Women bear the brunt of childcare and home schooling during the coronavirus pandemic
New research from University College London (UCL) reveals women in the UK spent more than twice as much time as men on their children’s home schooling and development during the Covid-19 lockdown.
Mothers with primary school-aged children “were considerably more likely” to have given up working than fathers with children of the same age, according to the research. The average hours spent in paid work across all age groups questioned decreased by around 40%. For those aged 30, average hours worked dropped from 34 to 22.
Mothers were found to have spent, on average, five hours every day home schooling their children, compared to two hours for fathers.

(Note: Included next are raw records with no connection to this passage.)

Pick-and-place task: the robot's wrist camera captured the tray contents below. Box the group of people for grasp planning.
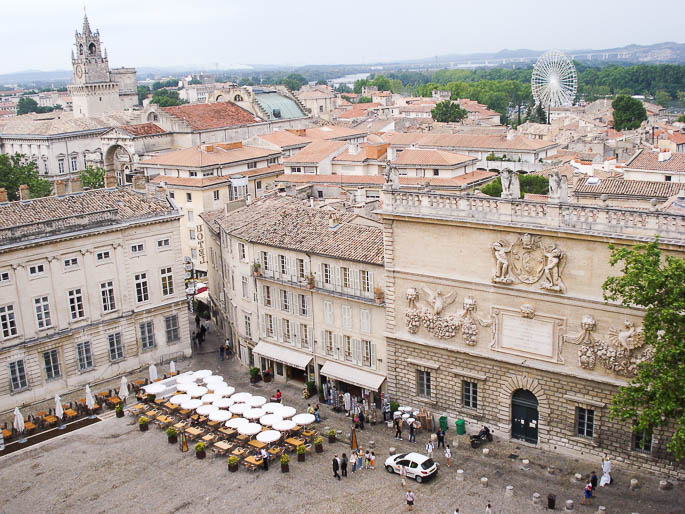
[333,448,376,480]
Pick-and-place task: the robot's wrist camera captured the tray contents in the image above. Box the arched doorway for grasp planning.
[511,389,538,444]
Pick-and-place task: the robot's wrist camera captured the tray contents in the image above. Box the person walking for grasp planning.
[333,453,340,480]
[437,427,445,448]
[404,489,416,510]
[580,480,592,505]
[340,453,347,477]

When they weren’t schooling their children, women were also spending more than three hours a day doing puzzles, reading, or playing games (developmental activities) with their children. This compares with just under two hours spent doing such activities by men.
Parents with higher levels of education and those who stopped working were most likely to spend the longest amounts of time home schooling their children. Of graduate parents, 63% said they were home schooling their primary school-age children, compared to 49% of parents with lower education levels.
Hannah Schildberg-Hörisch has investigated how parental employment effects children’s academic achievement for IZA World of Labor. She finds that “children of highly educated parents may benefit from extended parental leave, while children from less educated parents may even suffer, educationally.”
Schildberg-Hörisch continues: “Time-use data reveal that the mere quantity of time that parents spend with their children is not decisive for children’s development. High-quality time devoted to highly interactive activities matters for child development and the amount of high-quality time is hardly affected by parental employment.”